Depuis une vingtaine d’années, on peut construire de nouveaux virus grâce à la bio-ingénierie. Ainsi, il a été reconstitué des virus entiers sur la base de leur séquence génétique, par exemple, des virus de variole. Ces technologies permettent de « coudre », en une dizaine de jours, un génome viral à partir de différents fragments d’ADN ou ARN synthétisés à partir de séquences d’un ou plusieurs génomes de virus sauvages… Cela laisse souvent des traces et le Sars-CoV-2 en montre10. Ces traces ou empreintes révélées par des analyses bio-informatiques sont des signatures d’une potentielle manipulation du génome du Sars-CoV-2. Mais elles n’expliquent qu’une petite partie de ce génome11

Bricolage de virus existants ou virus reconstruits pièces par pièces en laboratoire, cette deuxième hypothèse sur l’origine du Sars-CoV-2 peut être retenue.

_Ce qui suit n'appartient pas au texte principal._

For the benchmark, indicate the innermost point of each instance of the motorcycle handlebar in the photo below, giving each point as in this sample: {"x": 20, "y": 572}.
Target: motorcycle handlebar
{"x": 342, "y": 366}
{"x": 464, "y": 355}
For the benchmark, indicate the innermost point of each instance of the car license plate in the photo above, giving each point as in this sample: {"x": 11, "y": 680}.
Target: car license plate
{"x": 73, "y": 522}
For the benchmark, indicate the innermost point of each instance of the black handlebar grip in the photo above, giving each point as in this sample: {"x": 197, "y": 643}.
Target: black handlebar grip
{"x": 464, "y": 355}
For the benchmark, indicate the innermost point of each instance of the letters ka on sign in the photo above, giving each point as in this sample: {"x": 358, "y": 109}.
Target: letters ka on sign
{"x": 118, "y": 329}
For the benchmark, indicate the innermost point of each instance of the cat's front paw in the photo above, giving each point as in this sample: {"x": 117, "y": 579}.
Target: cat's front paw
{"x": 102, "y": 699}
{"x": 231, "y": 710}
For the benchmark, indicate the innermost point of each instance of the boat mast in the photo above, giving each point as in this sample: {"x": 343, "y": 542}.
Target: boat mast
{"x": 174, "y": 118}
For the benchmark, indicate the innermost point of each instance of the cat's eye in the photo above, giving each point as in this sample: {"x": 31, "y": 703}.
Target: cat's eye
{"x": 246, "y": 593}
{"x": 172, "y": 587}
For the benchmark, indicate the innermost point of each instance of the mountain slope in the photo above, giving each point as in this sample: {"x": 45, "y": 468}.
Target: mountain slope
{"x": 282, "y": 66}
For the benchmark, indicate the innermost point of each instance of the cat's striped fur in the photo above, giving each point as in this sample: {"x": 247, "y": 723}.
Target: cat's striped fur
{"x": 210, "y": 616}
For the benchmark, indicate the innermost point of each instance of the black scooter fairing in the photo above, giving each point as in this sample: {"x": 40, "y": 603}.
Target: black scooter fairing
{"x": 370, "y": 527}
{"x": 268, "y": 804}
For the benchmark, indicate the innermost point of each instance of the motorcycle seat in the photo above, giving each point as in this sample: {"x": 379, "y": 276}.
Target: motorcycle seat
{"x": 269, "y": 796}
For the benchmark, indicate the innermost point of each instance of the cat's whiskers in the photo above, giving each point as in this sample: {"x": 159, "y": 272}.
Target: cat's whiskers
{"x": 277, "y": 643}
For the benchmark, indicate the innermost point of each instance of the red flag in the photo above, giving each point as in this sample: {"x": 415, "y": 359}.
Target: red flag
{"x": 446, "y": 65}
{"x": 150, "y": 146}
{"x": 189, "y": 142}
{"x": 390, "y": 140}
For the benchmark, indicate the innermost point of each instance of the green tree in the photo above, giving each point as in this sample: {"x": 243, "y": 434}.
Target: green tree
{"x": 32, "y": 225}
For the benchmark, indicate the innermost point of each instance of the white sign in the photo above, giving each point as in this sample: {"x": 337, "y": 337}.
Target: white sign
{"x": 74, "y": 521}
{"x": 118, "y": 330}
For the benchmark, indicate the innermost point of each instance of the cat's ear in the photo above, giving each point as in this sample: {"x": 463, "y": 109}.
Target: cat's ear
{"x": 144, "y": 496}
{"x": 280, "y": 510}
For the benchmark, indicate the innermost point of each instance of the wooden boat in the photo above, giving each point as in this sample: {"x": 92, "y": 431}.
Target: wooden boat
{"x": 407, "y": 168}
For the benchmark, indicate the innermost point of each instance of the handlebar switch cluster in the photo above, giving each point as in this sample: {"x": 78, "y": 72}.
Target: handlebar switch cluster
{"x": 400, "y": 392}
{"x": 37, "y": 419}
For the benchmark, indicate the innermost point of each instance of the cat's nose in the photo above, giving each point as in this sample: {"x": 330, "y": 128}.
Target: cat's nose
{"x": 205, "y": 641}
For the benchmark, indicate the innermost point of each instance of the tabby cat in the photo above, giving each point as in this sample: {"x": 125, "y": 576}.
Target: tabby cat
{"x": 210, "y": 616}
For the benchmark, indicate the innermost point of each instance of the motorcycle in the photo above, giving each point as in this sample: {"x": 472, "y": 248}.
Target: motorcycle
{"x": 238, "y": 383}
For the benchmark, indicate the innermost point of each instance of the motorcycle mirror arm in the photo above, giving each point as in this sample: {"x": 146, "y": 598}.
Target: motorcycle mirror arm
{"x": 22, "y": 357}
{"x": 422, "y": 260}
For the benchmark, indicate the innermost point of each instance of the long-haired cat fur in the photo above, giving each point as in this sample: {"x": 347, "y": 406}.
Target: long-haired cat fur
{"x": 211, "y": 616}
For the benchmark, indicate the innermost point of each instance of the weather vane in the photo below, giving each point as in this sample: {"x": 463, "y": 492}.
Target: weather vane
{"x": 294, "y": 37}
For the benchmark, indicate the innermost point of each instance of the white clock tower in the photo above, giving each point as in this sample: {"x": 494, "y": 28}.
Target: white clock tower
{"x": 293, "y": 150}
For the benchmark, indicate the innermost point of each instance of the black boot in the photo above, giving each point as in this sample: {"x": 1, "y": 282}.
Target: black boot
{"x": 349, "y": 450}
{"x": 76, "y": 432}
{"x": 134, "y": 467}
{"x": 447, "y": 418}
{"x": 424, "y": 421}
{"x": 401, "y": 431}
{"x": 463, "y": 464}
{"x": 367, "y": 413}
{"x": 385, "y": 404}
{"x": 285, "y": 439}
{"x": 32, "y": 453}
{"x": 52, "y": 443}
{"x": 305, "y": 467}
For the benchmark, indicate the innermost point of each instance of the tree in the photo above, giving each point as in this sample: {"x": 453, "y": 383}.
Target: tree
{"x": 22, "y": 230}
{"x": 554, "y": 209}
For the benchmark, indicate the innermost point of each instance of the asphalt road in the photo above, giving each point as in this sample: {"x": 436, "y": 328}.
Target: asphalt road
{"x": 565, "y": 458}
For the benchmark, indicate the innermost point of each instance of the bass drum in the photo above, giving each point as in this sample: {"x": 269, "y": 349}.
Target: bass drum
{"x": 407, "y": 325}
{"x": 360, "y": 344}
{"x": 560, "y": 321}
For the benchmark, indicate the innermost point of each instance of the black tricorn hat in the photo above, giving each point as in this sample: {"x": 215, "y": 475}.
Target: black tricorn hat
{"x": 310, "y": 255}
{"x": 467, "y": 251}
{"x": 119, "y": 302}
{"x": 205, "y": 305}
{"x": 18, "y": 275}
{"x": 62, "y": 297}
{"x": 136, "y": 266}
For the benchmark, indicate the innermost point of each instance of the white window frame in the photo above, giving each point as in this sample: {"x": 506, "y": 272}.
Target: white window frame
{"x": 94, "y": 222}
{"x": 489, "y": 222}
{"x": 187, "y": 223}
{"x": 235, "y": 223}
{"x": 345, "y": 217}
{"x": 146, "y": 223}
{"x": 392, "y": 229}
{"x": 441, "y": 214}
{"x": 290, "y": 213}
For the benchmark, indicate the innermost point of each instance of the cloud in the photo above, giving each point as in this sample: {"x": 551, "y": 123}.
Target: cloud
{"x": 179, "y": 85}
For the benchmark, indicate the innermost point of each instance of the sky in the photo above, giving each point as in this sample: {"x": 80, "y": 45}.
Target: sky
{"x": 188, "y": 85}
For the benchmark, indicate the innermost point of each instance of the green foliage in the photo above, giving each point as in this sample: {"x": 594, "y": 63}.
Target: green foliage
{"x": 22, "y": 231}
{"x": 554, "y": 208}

Une longue évolution du virus chez l’Homme ?

Les études phylogénétiques du Sars-CoV-2 montrent des traces d’évolution du virus à partir d’un réservoir naturel (les chauves-souris). Mais, en l’absence d’hôte intermédiaire, certains auteurs ont suggéré, dès 2020, que le processus adaptatif d’ « humanisation » du virus ait pu se faire chez l’Homme directement après le transfert zoonotique depuis la chauve-souris. Cette possibilité qui exclut l’hôte intermédiaire est appelée « théorie du passage des mineurs de Mojiang »12. Ce processus évolutif est forcément long.

Or, une autre caractéristique de la protéine S du Sars-CoV-2 a été observée en étudiant les coronavirus de type « BANAL » provenant du Laos. Chez ces virus « BANAL », une molécule nommée glycan (polymère glucidique) est attachée à la protéine S. Ce glycan est retrouvé dans d’autres coronavirus, mais pas chez le Sars-CoV-2. Cette absence de glycan sur la protéine S chez le Sars-CoV-2 serait due à une mutation (substitution) sur le gène codant la protéine Spike13. Il se trouve que cette mutation, en induisant l’absence d’un glycan, augmenterait par vingt l’affinité de la protéine S pour son récepteur sur les cellules humaines14. Ce même article de Nature15 montre que les conditions d’acidité et la présence d’enzymes protéolytiques16 sont déterminantes pour que cette mutation soit sélectionnée ou pas. La mutation sur le gène de Spike provoquant l’absence de glycan sur la spike du Sars-CoV-2 aurait été sélectionnée dans les poumons humains où les conditions enzymatiques et d’acidité requises sont présentes. Le virologiste Jonathan Latham en déduit dans un article récent que cela se serait produit dans les poumons des mineurs de la mine de Mojiang infectés par le RaTG 13, qui auraient survécu depuis 2012 grâce à une immunité acquise et sur un temps long17. Il en conclut que le processus adaptatif du virus à l’espèce humaine se serait bien produit directement dans l’espèce humaine.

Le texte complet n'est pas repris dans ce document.